1. Verzamel gereedschappen en materialen:
- Jack en kriksteunen
- Sleutelset
- Koker
- ATF (automatische transmissievloeistof) of stuurbekrachtigingsvloeistof aanbevolen voor uw voertuig
- Schone vodden
- Veiligheidsbril
- Helper
2. Til het voertuig op:
- Parkeer de auto op een vlakke ondergrond en schakel de parkeerrem in.
- Til de voorkant van de auto op met behulp van de krik en plaats deze op kriksteunen om meer ruimte onder het voertuig te creëren.
3. Zoek het stuurbekrachtigingsreservoir:
- Open de motorkap en zoek het stuurbekrachtigingsreservoir. Het is meestal een doorschijnende plastic container met een dop.
4. Vloeistofpeil controleren:
- Controleer het stuurbekrachtigingsvloeistofpeil in het reservoir. Het moet tussen de markeringen "Full" en "Add" op de peilstok staan. Als het niveau laag is, voeg dan wat vloeistof toe, maar vul niet te veel.
5. Draai de wielvergrendeling om te vergrendelen:
- Terwijl de motor uitstaat, vraagt u uw helper om het stuur van links naar rechts te draaien, helemaal in de vergrendelde stand in elke richting. Dit helpt luchtbellen naar het reservoir te verplaatsen.
6. Start de motor en observeer het reservoir:
- Start de motor en laat deze stationair draaien. Observeer het reservoir voor stuurbekrachtigingsvloeistof terwijl uw helper het stuur van slot naar slot blijft draaien.
7. Controleer het vloeistofpeil opnieuw:
- Houd het vloeistofniveau in het reservoir in de gaten. Als het vloeistofpeil snel daalt, zet dan onmiddellijk de motor af en controleer op lekkage.
8. Vul indien nodig vloeistof bij:
- Als het vloeistofpeil laag is, voeg dan meer stuurbekrachtigingsvloeistof toe om het weer tussen de markeringen "Vol" en "Add" te brengen.
9. Doorgaan met bloeden:
- Herhaal stap 5 en 6 terwijl uw helper aan het stuur draait totdat u geen luchtbellen meer ziet opstijgen in het reservoir.
10. Laat het voertuig zakken:
- Zodra u er zeker van bent dat er geen lucht meer in het systeem aanwezig is, schakelt u de motor uit, laat u het voertuig zakken en verwijdert u de kriksteunen.
11. Test de besturing:
- Start de motor en test de stuurbekrachtiging door aan het stuur te draaien. Het moet soepel en responsief aanvoelen.

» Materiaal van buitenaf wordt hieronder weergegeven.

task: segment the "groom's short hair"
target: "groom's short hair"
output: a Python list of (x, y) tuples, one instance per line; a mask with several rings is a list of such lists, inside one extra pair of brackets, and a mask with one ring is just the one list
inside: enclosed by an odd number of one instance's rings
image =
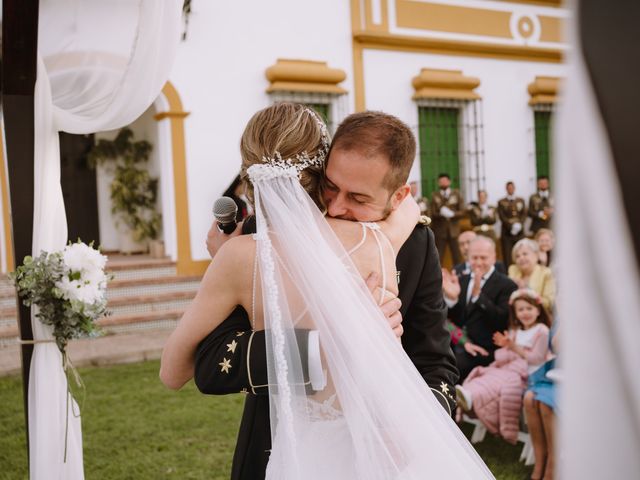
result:
[(407, 183), (416, 156), (416, 140), (411, 129), (399, 118), (383, 112), (353, 113), (343, 120), (329, 150), (357, 150), (366, 156), (383, 154), (391, 170), (384, 186), (391, 192)]

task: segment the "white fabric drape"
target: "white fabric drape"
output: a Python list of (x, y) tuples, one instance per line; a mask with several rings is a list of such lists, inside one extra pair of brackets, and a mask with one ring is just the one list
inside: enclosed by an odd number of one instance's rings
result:
[(563, 479), (638, 478), (640, 279), (577, 17), (574, 10), (555, 138), (560, 473)]
[[(67, 241), (58, 132), (88, 134), (120, 128), (151, 105), (172, 67), (181, 8), (181, 0), (41, 0), (34, 255), (61, 250)], [(36, 341), (52, 338), (51, 327), (33, 314), (32, 325)], [(55, 343), (36, 343), (29, 377), (31, 479), (84, 478), (77, 412), (73, 400), (67, 402), (67, 380)]]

12. Controleer het vloeistofpeil nog één keer:
- Controleer na een korte proefrit het vloeistofniveau in het stuurbekrachtigingsreservoir en vul eventueel bij.
13. Sluit de kap:
- Sluit de motorkap en zorg ervoor dat deze goed vergrendeld is.
Houd er rekening mee dat het ontluchten van het stuurbekrachtigingssysteem per voertuigmodel enigszins kan variëren. Raadpleeg daarom de specifieke onderhoudshandleiding van uw voertuig voor gedetailleerde instructies.